El canal de televisión muestra bombas explotando, misiles siendo lanzados y cientos de cuerpos en el suelo. No se trata de una película. Son escenas reales y actuales.
La tristeza nos envuelve en una mezcla de compasión y de horror. ¿Cómo puede el hombre ser lobo de su semejante? ¿Cómo puede utilizar tanta maldad?
A un toque en el control remoto, cambiamos la sintonía y otras imágenes aparecen.
En una concurrida autopista los vehículos transitan en alta velocidad, ocupando los tres anchos carriles. En medio de todo eso, un gatito aterrorizado se desvía de un coche y de otro.
Algunos conductores al verlo desaceleran y se desvían, para no matarlo. Pero el pequeño animal corre riesgo de muerte en cualquier instante.
Luego, en el carril de la derecha, un camión estaciona, el conductor salta rápido y, en un único y audaz lance, rescata al pequeño animal, llevándolo a su vehículo.

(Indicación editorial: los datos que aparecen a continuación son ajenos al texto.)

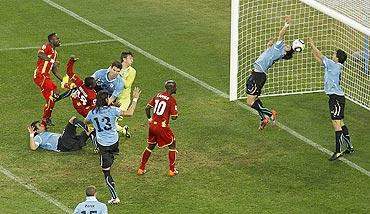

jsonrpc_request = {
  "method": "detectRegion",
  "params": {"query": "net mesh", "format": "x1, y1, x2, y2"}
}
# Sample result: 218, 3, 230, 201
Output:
237, 0, 370, 109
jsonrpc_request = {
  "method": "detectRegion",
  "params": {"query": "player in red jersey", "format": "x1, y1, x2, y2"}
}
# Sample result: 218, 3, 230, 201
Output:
33, 33, 62, 126
56, 56, 96, 117
137, 80, 178, 176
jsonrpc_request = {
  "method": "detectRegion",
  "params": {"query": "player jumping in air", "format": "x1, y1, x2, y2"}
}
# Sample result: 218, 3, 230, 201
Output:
137, 80, 178, 177
33, 33, 62, 126
309, 38, 354, 161
246, 16, 294, 130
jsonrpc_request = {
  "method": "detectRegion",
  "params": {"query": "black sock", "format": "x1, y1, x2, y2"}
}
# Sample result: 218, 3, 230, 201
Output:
335, 131, 342, 153
251, 99, 265, 120
342, 125, 353, 148
103, 170, 117, 199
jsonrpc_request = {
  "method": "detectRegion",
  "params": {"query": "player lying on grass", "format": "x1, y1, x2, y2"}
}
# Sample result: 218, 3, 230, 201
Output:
246, 16, 300, 130
309, 38, 354, 161
28, 117, 91, 152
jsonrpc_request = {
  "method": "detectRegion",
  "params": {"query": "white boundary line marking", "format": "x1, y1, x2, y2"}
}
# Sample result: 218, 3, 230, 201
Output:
43, 0, 370, 177
0, 39, 117, 51
0, 165, 73, 213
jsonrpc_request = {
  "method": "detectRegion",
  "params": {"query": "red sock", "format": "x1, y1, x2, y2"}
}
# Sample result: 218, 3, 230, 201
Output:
168, 149, 177, 171
140, 147, 152, 170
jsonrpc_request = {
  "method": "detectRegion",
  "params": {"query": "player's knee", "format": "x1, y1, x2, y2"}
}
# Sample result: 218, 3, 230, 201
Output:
147, 144, 156, 151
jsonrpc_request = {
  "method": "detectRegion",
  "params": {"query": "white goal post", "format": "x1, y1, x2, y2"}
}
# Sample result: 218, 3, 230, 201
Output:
230, 0, 370, 110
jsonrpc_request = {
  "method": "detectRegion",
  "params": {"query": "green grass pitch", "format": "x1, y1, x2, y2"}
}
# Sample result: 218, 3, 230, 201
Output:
0, 0, 370, 213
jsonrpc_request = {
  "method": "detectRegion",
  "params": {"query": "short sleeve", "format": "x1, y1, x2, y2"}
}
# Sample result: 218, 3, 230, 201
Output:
170, 99, 178, 116
274, 40, 284, 50
33, 135, 42, 146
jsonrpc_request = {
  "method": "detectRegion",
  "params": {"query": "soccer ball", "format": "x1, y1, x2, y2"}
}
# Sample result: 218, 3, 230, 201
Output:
292, 39, 304, 52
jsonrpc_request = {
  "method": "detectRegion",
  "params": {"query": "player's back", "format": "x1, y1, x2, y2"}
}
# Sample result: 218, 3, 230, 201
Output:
149, 91, 177, 127
71, 85, 96, 109
74, 200, 108, 214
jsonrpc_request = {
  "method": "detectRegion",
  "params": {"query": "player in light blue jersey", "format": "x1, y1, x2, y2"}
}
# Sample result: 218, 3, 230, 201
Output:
92, 61, 124, 105
309, 38, 354, 161
73, 186, 108, 214
85, 88, 141, 204
246, 16, 294, 130
28, 117, 91, 152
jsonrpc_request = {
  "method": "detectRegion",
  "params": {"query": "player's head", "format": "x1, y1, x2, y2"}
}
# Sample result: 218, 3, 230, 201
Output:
84, 77, 96, 89
86, 186, 96, 197
48, 33, 60, 47
164, 80, 176, 94
95, 90, 109, 111
109, 61, 122, 78
333, 49, 347, 64
121, 51, 134, 66
30, 120, 46, 134
282, 45, 294, 60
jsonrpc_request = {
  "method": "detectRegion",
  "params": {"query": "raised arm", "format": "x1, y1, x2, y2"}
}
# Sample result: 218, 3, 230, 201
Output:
28, 127, 39, 151
121, 87, 141, 117
308, 38, 323, 65
278, 15, 291, 41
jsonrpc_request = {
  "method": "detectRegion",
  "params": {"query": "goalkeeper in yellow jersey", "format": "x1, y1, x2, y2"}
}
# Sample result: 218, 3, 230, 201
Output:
116, 51, 136, 138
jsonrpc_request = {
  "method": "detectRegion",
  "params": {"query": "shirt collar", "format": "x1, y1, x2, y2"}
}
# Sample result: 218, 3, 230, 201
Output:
86, 196, 97, 201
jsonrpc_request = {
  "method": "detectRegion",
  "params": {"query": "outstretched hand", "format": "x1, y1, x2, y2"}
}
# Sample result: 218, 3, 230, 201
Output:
132, 87, 141, 98
284, 15, 292, 24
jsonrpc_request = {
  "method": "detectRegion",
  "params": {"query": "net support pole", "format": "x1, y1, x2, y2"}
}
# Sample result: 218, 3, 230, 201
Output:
229, 0, 239, 101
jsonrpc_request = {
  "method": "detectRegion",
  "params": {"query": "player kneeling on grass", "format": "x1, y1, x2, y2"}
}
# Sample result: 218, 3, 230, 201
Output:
137, 80, 178, 176
28, 117, 91, 152
246, 16, 302, 130
309, 38, 354, 161
85, 87, 141, 204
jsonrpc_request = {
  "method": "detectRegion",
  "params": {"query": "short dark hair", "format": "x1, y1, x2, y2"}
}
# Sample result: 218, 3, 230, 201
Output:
85, 77, 96, 88
282, 47, 294, 60
111, 61, 122, 69
336, 49, 347, 64
121, 51, 134, 62
48, 33, 57, 42
86, 186, 96, 196
30, 120, 40, 131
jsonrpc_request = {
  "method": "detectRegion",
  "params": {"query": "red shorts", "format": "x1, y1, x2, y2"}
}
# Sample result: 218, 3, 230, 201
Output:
148, 123, 175, 148
33, 75, 57, 101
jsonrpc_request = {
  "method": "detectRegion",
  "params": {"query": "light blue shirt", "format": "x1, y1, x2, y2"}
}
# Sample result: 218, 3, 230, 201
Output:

En seguida, aparece un lugar africano seco, polvoriento. Una elefanta anda de uno a otro lado, emitiendo barritos fuertes como un pedido de socorro. Su cachorro cayó en un agujero y ella no lo puede sacar.
Él llora y se mueve, sin poder salir. De repente, dos hombres llegan trayendo cuerdas. Con extrema precaución rescatan al cachorro que, tan pronto se ve libre, corre hacia su madre que lo acaricia con su trompa.

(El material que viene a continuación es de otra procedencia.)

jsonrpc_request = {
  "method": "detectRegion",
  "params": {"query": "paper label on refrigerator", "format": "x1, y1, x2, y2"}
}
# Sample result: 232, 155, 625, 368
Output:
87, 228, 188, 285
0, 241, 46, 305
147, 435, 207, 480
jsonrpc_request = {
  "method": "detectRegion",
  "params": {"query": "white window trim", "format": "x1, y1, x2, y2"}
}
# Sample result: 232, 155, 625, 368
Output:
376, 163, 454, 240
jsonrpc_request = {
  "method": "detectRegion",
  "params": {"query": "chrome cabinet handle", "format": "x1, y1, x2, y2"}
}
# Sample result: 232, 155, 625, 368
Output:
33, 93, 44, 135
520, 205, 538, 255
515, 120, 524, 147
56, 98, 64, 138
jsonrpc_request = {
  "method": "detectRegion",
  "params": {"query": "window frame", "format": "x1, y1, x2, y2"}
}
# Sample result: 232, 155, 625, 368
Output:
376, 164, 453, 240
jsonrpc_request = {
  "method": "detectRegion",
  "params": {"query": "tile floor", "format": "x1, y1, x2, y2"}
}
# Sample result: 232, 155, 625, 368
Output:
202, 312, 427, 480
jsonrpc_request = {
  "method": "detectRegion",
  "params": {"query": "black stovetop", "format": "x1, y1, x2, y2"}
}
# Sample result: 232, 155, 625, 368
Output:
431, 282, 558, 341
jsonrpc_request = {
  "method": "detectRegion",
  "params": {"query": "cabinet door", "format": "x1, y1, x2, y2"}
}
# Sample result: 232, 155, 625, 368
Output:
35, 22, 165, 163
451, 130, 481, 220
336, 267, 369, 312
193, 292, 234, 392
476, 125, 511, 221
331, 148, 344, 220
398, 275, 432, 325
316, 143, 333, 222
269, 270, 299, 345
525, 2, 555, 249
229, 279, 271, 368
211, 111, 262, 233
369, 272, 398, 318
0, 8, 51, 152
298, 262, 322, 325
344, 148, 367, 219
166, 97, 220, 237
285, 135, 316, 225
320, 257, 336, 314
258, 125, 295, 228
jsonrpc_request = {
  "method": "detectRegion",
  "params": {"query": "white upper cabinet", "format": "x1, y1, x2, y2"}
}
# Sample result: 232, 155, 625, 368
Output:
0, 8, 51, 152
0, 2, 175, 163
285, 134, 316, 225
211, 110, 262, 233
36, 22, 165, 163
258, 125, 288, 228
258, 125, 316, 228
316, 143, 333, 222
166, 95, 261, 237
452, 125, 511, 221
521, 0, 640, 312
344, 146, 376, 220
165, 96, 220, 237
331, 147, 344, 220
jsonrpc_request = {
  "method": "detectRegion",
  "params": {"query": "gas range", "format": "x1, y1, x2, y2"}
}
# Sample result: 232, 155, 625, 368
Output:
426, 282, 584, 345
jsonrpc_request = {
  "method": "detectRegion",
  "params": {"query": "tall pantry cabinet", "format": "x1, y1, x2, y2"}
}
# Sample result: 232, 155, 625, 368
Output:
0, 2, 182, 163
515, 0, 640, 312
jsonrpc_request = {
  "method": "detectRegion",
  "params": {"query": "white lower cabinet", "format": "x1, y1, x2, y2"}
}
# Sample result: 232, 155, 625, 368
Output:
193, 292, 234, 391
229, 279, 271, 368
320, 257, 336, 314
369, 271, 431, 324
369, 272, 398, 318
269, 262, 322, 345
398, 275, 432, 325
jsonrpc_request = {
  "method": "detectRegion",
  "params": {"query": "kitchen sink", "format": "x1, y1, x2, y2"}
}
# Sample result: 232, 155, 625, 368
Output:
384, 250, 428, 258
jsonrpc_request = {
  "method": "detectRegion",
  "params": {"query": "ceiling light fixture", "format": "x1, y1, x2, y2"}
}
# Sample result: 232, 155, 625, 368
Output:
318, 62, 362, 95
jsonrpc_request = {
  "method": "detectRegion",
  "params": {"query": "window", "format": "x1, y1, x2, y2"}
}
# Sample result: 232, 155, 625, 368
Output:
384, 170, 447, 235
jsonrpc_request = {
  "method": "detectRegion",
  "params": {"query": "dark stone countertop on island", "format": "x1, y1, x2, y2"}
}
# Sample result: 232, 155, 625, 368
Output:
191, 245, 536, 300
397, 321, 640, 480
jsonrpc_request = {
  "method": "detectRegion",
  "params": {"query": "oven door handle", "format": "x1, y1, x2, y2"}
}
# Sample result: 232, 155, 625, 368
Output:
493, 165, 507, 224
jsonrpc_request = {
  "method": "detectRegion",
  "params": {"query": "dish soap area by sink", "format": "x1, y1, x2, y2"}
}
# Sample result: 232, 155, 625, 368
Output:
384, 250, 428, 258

En una escena conmovedora, el elefante bebé, hambriento, busca la leche materna para saciar el hambre.
En otro lugar, gélido, un diferente rescate ocurre. Varios hombres se esmeran por retirar de las aguas heladas un animal grande. Con las piernas congeladas, él recibe masaje en las ancas, en las patas, hasta que demuestra la posibilidad de moverse.

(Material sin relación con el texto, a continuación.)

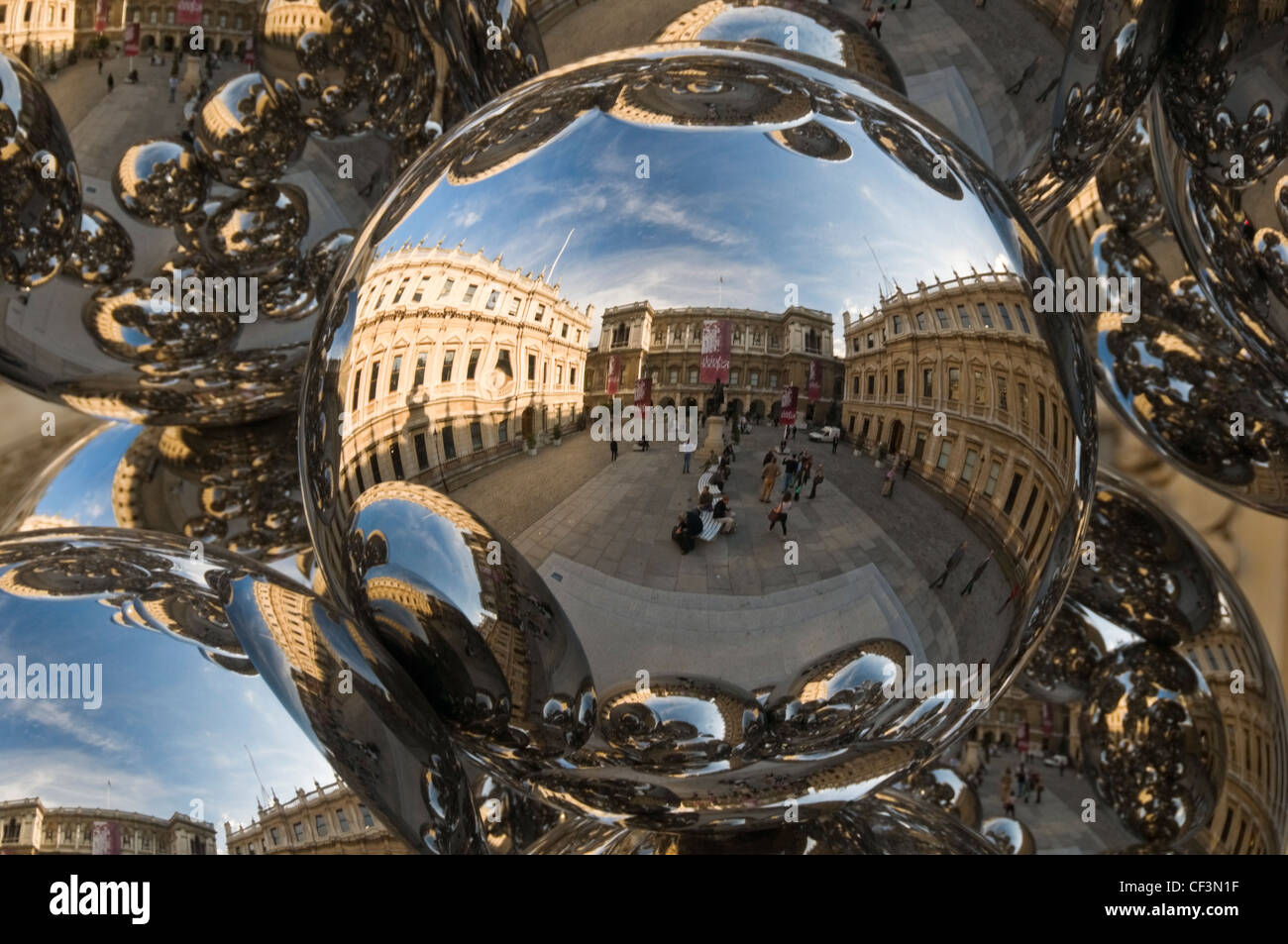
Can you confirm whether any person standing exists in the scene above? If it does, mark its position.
[960,551,993,596]
[760,456,778,503]
[930,541,966,588]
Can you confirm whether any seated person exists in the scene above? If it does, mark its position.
[711,494,738,535]
[671,515,693,554]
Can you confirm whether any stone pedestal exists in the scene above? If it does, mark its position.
[702,416,725,456]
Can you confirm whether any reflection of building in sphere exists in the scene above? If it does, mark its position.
[587,301,841,422]
[0,797,215,855]
[224,780,411,855]
[339,246,591,501]
[844,271,1077,574]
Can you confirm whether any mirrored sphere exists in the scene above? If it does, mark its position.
[61,203,134,284]
[0,51,81,288]
[193,72,308,188]
[0,528,483,854]
[653,0,907,94]
[300,47,1095,829]
[112,138,209,227]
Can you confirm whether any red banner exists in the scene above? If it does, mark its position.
[778,386,802,426]
[698,321,733,383]
[174,0,201,26]
[604,355,622,395]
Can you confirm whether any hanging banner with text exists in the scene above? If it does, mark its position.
[604,355,622,396]
[698,321,733,383]
[778,386,802,426]
[635,377,653,407]
[807,361,823,403]
[174,0,201,26]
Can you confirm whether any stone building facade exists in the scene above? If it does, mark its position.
[587,301,841,425]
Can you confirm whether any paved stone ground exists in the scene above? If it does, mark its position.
[979,750,1134,855]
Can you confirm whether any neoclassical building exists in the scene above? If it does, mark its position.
[587,301,842,424]
[0,797,215,855]
[340,246,591,501]
[0,0,75,68]
[224,780,411,855]
[844,271,1073,572]
[76,0,259,55]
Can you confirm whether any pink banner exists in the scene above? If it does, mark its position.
[698,321,733,383]
[174,0,201,26]
[604,355,622,395]
[778,386,802,426]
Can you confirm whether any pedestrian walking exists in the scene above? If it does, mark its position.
[930,541,966,588]
[993,583,1020,615]
[808,463,823,498]
[961,551,993,596]
[760,459,778,503]
[1006,55,1042,95]
[769,492,793,537]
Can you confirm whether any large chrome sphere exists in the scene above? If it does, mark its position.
[300,47,1095,829]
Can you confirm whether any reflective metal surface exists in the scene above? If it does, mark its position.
[653,0,907,94]
[0,528,483,853]
[0,51,81,288]
[528,793,993,855]
[300,47,1095,829]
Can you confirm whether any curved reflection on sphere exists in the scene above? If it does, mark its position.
[0,528,483,854]
[61,203,134,284]
[1045,471,1288,854]
[0,416,312,567]
[653,0,907,94]
[112,138,210,227]
[0,51,81,288]
[193,72,308,188]
[527,792,996,855]
[300,47,1094,828]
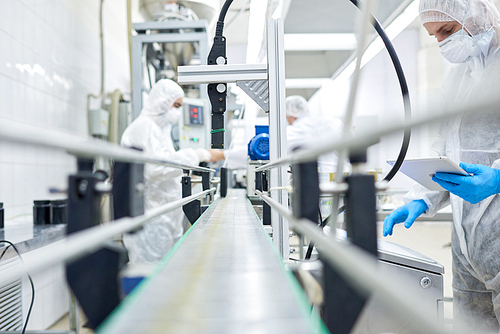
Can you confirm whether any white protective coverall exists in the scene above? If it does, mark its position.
[121,79,210,263]
[405,0,500,333]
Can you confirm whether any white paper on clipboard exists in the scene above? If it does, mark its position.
[387,157,469,191]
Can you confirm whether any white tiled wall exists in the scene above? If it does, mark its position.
[0,0,130,225]
[0,0,130,329]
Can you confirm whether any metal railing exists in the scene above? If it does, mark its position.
[256,190,456,333]
[0,188,215,284]
[255,94,500,172]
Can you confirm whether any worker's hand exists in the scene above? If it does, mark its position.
[432,162,500,204]
[209,149,224,162]
[194,148,212,162]
[382,199,427,237]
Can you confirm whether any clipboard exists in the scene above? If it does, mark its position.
[387,157,469,191]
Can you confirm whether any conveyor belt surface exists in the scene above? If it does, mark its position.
[99,189,322,334]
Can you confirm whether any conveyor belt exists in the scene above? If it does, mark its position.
[99,189,323,334]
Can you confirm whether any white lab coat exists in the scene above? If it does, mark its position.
[121,111,199,263]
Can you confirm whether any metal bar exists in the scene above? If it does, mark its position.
[0,119,215,172]
[256,191,447,333]
[0,188,216,284]
[133,20,207,32]
[68,289,80,334]
[177,64,267,85]
[255,94,500,172]
[134,32,204,44]
[1,329,77,334]
[264,18,290,259]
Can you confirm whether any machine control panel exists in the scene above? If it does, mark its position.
[178,97,210,149]
[186,104,204,125]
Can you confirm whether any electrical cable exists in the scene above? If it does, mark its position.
[226,0,250,28]
[305,0,411,260]
[0,240,35,334]
[215,0,233,37]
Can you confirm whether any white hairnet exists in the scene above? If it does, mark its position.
[286,95,309,118]
[419,0,500,36]
[144,79,184,115]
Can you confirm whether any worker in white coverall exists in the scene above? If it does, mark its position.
[121,79,216,263]
[383,0,500,333]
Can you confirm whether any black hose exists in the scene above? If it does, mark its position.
[305,0,411,260]
[210,0,411,259]
[0,240,35,334]
[350,0,411,181]
[215,0,233,36]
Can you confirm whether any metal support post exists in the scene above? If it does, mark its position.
[257,171,272,225]
[69,290,80,334]
[292,161,319,222]
[66,171,127,329]
[267,19,290,259]
[320,151,377,334]
[182,176,201,224]
[220,167,228,197]
[207,24,227,147]
[201,172,213,213]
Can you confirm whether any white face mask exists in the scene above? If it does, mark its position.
[165,108,182,124]
[438,28,479,63]
[438,28,493,63]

Y antes que se yerga en sus propias patas, recibe un cálido abrazo de uno de sus salvadores, como diciéndole: ¡Hermano, estás a salvo!
Y cuando las noticias comienzan a tejer el panorama nacional, se anuncia una tragedia. Cuatro personas de una misma familia están enterradas debajo de un edificio de cuatro pisos que se derrumbó.
Los bomberos trabajan con ahínco, las horas avanzan, el cansancio los abraza, las fuerzas parece que les faltan. Entre lágrimas, exclama uno de ellos: No me alejaré de aquí hasta el rescate final.
Treinta y cuatro horas pasaron, la niña de ocho años es rescatada, después el padre. En seguida el bebé de pocos meses. Este presenta problemas respiratorios y recibe masaje específico, en el mismo lugar.
Por último, la madre es retirada de los escombros. Mientras la ambulancia se abre paso a través de las calles, con su sirena estridente, llevando las cuatro vidas preciosas, los bomberos se unen en una gran cadena.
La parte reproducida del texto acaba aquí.